Hence the tangent can be worked out instantly without going through the laborious process of finding the parametric point, differentiating to find the slope, and constructing the tangent equation!
Interestingly this seems to work for all conics (although not for other curves in general).
$$\begin{array} &&&\\ \hline \textbf{Conic}&\textbf{Equation}&\textbf{Tangent at }(p,q)\\ &\hline\\ \text{Circle} &\dfrac{(x-h)^2}{a^2}+\dfrac{(y-k)^2}{a^2}=1\qquad &\dfrac{(x-h)(p-h)}{a^2}+\dfrac{(y-k)(q-k)}{a^2}=1\qquad\\\\ \text{Ellipse}\qquad &\dfrac{(x-h)^2}{a^2}+\dfrac{(y-k)^2}{b^2}=1 &\dfrac{(x-h)(p-h)}{a^2}+\dfrac{(y-k)(q-k)}{b^2}=1\\\\ \text{Hyperbola}\qquad &\dfrac{(x-h)^2}{a^2}-\dfrac{(y-k)^2}{b^2}=1 &\dfrac{(x-h)(p-h)}{a^2}-\dfrac{(y-k)(q-k)}{b^2}=1\\\\ \text{Parabola} &\dfrac{(x-h)^2}{a^2}+\dfrac{y-k}b=1 &\dfrac{(x-h)(p-h)}{a^2}+\dfrac{\frac12 (\overline{y-k}+\overline{q-k})}b=1\\ \hline \end{array}\\ $$
See desmos implementation here.
Why does this work, and is there an intuitive or geometric explanation?
Addendum
Following some very useful solutions posted, here's a desmos implementation for the "Instant Tangent" of a general conic.

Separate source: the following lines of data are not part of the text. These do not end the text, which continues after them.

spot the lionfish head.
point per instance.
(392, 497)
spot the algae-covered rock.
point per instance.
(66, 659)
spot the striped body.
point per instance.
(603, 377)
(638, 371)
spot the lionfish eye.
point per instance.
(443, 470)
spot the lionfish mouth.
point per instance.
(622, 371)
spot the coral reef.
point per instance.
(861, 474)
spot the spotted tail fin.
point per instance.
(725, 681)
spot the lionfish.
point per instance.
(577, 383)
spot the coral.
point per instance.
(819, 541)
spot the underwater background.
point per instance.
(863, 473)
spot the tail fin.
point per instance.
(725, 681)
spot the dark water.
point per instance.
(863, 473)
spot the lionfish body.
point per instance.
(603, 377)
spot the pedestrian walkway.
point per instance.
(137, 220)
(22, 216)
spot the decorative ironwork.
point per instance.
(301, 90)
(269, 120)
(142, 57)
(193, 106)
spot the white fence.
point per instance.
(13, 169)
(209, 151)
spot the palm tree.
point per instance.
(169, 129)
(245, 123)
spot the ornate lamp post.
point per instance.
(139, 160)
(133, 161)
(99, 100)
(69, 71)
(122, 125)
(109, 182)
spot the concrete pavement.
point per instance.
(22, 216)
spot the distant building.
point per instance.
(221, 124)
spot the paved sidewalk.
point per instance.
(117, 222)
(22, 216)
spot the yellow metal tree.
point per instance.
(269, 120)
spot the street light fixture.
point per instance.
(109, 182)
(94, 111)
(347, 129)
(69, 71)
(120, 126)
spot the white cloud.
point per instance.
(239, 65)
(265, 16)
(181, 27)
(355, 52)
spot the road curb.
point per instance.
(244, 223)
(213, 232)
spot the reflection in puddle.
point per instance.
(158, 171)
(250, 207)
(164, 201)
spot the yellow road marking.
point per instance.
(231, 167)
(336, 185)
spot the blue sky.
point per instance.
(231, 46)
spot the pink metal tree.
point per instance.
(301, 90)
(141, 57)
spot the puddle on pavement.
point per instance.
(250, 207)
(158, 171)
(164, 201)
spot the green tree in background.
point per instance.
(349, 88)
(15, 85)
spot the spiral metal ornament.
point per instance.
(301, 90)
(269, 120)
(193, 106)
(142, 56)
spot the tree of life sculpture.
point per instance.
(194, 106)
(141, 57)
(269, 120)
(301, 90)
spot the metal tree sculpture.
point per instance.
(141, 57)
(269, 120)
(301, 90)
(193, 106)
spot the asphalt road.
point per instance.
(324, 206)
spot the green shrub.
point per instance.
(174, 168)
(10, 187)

The gradient of the circle at $(p,q)$ is $f=[2(p-h),2(q-k)]^{T}.$ This is perpendicular to the curve at the point $(p,q).$ But the tangent line is exactly the perpendicular line to $f$, so we should have $(x,y)\cdot f=(p,q)\cdot f$ for all points on the line. In other words, $2x(p-h)+2y(q-k)=2p(p-h)+2q(q-k),$ or equivalently, $(x-h)(p-h)+(y-k)(q-k)=(p-h)^{2}+(q-k)^{2}=r^{2},$ where the last equality follows since $(p,q)$ lies on the curve.
I believe this explains all of these examples.